Atualmente, o teto de juros do crédito consignado para beneficiários do INSS é de 1,85% ao mês, patamar em vigor desde março de 2025. Esse limite é definido periodicamente pelo CNPS, colegiado que reúne representantes do governo, de trabalhadores e de aposentados, em reuniões que nem sempre acompanham de perto as mudanças na taxa básica de juros da economia.

O que está sendo proposto

Em 7 de julho de 2026, o governo confirmou que estuda um mecanismo automático para vincular o teto do consignado à Selic, reduzindo a necessidade de revisões periódicas por votação do CNPS. Na prática, isso significa que o limite passaria a se ajustar de forma mais direta e frequente conforme o Banco Central altera a taxa básica de juros, em vez de depender de uma decisão colegiada específica a cada reajuste. O ministro da Previdência, Wolney Queiroz, anunciou a intenção de propor também um corte no teto atual, argumentando que a Selic vem caindo — o Banco Central já promoveu três cortes consecutivos de 0,25 ponto percentual, levando a taxa básica a 14,25% ao ano — e que essa queda deveria se refletir no custo do crédito consignado oferecido a quem recebe aposentadoria ou pensão pelo INSS.

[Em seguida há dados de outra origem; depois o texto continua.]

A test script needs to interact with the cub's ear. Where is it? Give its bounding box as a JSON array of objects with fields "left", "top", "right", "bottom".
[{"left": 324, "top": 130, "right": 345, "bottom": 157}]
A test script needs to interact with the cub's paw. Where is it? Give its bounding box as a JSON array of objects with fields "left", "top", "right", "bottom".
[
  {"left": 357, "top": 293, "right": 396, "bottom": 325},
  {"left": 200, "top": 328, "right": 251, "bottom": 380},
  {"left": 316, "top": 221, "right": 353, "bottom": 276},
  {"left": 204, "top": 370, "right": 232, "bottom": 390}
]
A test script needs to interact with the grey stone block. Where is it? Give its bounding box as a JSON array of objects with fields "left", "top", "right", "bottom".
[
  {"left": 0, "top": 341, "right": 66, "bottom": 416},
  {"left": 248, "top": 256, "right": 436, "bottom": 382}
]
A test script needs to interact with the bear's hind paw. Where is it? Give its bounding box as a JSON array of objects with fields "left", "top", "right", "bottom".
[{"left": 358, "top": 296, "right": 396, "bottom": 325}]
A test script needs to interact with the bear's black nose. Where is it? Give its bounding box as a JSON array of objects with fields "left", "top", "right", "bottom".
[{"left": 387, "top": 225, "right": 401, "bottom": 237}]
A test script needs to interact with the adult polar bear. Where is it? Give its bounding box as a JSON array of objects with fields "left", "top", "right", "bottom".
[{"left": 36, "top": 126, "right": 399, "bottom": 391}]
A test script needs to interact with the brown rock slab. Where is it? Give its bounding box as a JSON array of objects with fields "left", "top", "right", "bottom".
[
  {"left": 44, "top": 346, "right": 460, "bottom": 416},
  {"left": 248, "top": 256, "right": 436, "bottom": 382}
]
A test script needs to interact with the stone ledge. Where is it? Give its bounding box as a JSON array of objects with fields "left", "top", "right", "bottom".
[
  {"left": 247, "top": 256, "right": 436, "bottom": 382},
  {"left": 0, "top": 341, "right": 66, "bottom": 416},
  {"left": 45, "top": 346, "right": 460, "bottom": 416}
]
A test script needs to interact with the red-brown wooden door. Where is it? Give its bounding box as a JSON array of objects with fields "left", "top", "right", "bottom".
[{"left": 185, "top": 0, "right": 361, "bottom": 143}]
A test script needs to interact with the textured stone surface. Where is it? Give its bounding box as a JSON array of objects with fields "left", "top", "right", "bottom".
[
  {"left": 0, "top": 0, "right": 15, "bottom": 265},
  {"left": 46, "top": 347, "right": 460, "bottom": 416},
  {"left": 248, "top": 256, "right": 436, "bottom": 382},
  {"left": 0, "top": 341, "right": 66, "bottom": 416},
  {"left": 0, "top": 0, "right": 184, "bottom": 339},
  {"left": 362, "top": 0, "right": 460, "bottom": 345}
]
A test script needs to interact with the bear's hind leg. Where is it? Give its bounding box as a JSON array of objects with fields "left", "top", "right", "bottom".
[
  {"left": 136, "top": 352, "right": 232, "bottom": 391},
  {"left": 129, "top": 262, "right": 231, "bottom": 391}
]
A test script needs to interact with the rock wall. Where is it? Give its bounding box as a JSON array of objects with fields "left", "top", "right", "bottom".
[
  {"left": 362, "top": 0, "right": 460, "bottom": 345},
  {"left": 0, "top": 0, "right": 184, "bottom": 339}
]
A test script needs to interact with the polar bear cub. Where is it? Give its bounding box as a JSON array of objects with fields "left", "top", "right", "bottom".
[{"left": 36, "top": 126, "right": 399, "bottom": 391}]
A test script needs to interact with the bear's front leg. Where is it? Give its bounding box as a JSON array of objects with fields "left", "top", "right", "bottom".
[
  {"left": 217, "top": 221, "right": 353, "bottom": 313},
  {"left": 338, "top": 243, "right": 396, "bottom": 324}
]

Quando isso deve ser decidido

A proposta será apresentada na próxima reunião do CNPS, marcada para 28 de julho de 2026. Segundo o próprio governo, no entanto, a criação da nova fórmula automática ainda está em fase de estudos técnicos, e não há expectativa de que o modelo esteja pronto a tempo dessa reunião específica — a consolidação da mudança é esperada apenas até o fim do ano. Ou seja: é possível que a reunião de 28 de julho traga um novo corte pontual no teto atual (dentro do modelo de votação já existente), enquanto a mudança estrutural para uma fórmula automática atrelada à Selic segue em discussão para mais adiante em 2026.

Por que isso importa para quem já tem ou pensa em contratar consignado

  • Quem já tem consignado contratado: contratos em andamento seguem pela taxa acordada no momento da contratação; uma eventual redução do teto tende a valer para novas contratações, não para renegociar automaticamente contratos antigos.
  • Quem pensa em contratar: vale considerar aguardar a definição da reunião de 28 de julho antes de fechar um novo consignado, já que um teto mais baixo tornaria o crédito mais barato para operações contratadas depois da mudança.
  • Contexto mais amplo: essa discussão sobre o teto de juros acontece no mesmo período em que outras regras do consignado do INSS já mudaram em 2026 — biometria facial obrigatória para contratação, proibição de venda por telefone e redução progressiva da margem consignável (hoje em 40% da renda, com queda prevista até 30% em 2031).
Como o tema ainda está em fase de estudo técnico, sem fórmula fechada nem data certa de conclusão, vale acompanhar o resultado da reunião do CNPS de 28 de julho antes de tomar qualquer decisão baseada numa redução de juros que, por ora, é uma proposta em análise — não uma regra já em vigor.